Leonardo received an informal education in Latin, geometry and mathematics. In later life, Leonardo recorded few distinct childhood incidents. One was of a kite coming to his cradle and opening his mouth with its tail; he regarded this as an omen of his writing on the subject. The second occurred while he was exploring in the mountains: he discovered a cave and was both terrified that some great monster might lurk there and driven by curiosity to find out what was inside. He also seems to have remembered some of his childhood observations of water, writing and crossing out the name of his hometown in one of his notebooks on the formation of rivers.

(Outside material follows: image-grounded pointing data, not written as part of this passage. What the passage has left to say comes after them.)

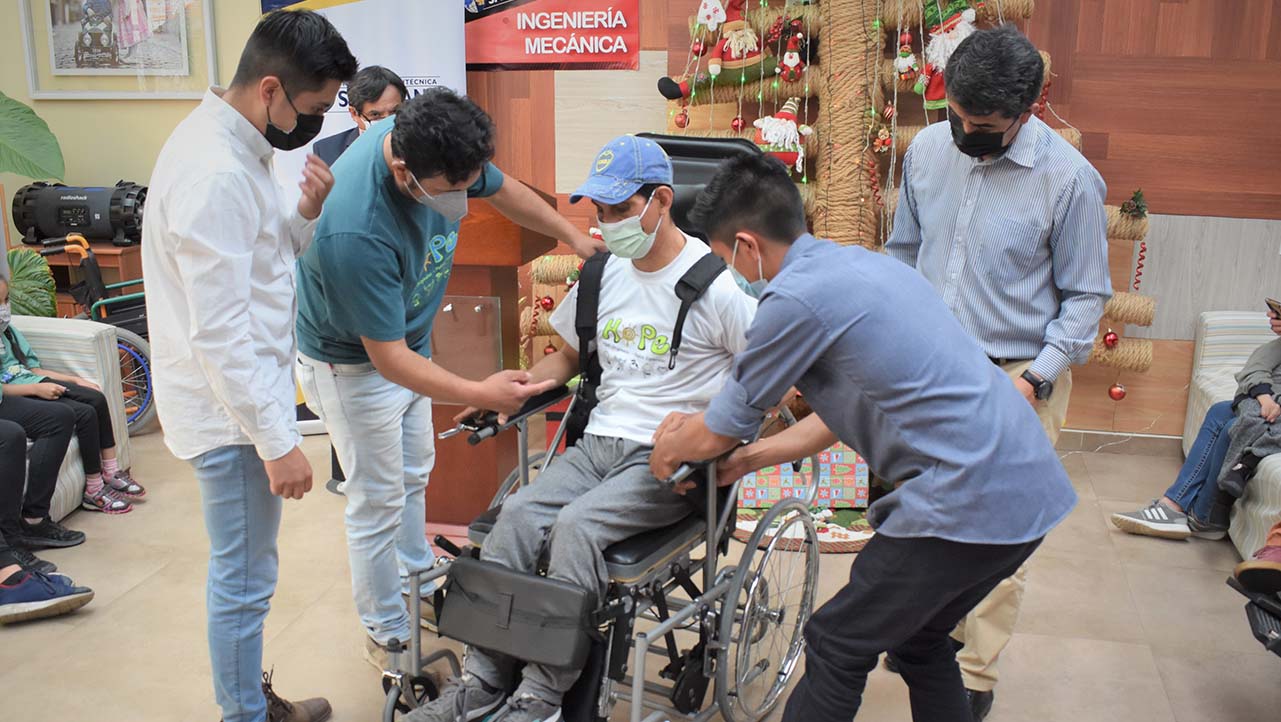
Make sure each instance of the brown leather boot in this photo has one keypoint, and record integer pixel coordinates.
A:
(283, 711)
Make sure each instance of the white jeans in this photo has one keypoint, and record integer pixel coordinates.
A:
(383, 435)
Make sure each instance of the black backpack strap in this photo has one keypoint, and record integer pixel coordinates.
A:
(691, 288)
(586, 314)
(16, 346)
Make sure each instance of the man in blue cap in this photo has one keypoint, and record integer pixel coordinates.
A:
(600, 490)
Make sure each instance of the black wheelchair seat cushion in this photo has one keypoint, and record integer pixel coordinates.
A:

Leonardo’s early life has been the subject of historical conjecture. Vasari, the 16th-century biographer of Renaissance painters, tells a story of Leonardo as a very young man: A local peasant made himself a round shield and requested that Ser Piero have it painted for him. Leonardo, inspired by the story of Medusa, responded with a painting of a monster spitting fire that was so terrifying that his father bought a different shield to give to the peasant and sold Leonardo’s to a Florentine art dealer for 100 ducats, who in turn sold it to the Duke of Milan.
Despite the recent awareness and admiration of Leonardo as a scientist and inventor, for the better part of four hundred years his fame rested on his achievements as a painter. A handful of works that are either authenticated or attributed to him have been regarded as among the great masterpieces. These paintings are famous for a variety of qualities that have been much imitated by students and discussed at great length by connoisseurs and critics. By the 1490s Leonardo had already been described as a “Divine” painter.
Among the qualities that make Leonardo’s work unique are his innovative techniques for laying on the paint; his detailed knowledge of anatomy, light, botany and geology; his interest in physiognomy and the way humans register emotion in expression and gesture; his innovative use of the human form in figurative composition; and his use of subtle gradation of tone. All these qualities come together in his most famous painted works, the Mona Lisa, the Last Supper, and the Virgin of the Rocks.